朝日新聞を読めない

震災以来、朝日新聞がちゃんと読めない。
記事の背後にある得体の知れない焦燥感みたいなものが、いや、それはある種朝日の正義感でもあるんだけれど、そういうのが濃いばかりのラーメンを出し、尊大な亭主がやっている繁盛店の居心地の悪さみたいにねっとりと背中に絡んでくるようで、しっかりと事実や内容に向き合えないのだ。朝日新聞をずいぶん長いこと読んでいるが、こんな気持ちが増大するのは、あまり経験がない。
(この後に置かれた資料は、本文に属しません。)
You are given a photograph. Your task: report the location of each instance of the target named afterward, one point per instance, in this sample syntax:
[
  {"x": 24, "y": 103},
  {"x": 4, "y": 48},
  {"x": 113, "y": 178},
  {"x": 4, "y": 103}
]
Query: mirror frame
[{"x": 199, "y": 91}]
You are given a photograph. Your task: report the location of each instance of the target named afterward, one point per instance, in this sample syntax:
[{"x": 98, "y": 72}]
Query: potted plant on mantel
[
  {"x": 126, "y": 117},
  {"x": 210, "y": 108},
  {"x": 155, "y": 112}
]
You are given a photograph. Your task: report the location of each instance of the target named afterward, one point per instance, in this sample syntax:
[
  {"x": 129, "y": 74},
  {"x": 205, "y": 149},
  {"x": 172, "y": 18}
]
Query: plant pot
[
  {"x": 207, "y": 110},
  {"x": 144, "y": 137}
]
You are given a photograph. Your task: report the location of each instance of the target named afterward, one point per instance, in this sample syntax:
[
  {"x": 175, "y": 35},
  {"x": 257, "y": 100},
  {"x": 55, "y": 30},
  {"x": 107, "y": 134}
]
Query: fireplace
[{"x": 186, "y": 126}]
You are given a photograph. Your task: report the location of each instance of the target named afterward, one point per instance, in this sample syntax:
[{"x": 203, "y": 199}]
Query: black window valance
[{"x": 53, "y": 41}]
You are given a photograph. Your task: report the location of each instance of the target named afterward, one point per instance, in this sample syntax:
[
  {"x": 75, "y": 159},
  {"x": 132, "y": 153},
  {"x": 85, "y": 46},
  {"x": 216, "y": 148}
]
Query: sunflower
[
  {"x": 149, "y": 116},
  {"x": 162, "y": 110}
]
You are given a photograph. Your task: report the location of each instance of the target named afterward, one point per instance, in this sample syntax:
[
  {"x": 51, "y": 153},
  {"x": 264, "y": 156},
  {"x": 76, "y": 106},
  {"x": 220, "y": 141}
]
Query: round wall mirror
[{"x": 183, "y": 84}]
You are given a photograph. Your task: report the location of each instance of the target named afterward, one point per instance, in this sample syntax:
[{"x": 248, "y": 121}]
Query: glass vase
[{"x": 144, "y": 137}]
そこにある空気は、「他人事感」。どこか遠くから自分だけ安全地帯にいながら「支援」だの「救済」だの「責任」だのを叫んでいる。どこにも切り込んでいく感じがないのはそのせいだろう。
4月1日から新紙面になった。取り立てて何も変わらない。それはそうだろう。新聞にとっての生命線は読みやすさ以前に、記事である。ジャーナリストの魂をどこかに売り飛ばしたのだろうか。
投書欄に、どうして深夜のテレビを止めないのかとこの時期に平気で掲載されていた。若い人の投書だったが、どうして止めないのか朝日新聞を読んでいるとそういうこともわからなくなるという見本だと思った。身勝手な正義感は、偏向した社会を生むぞ。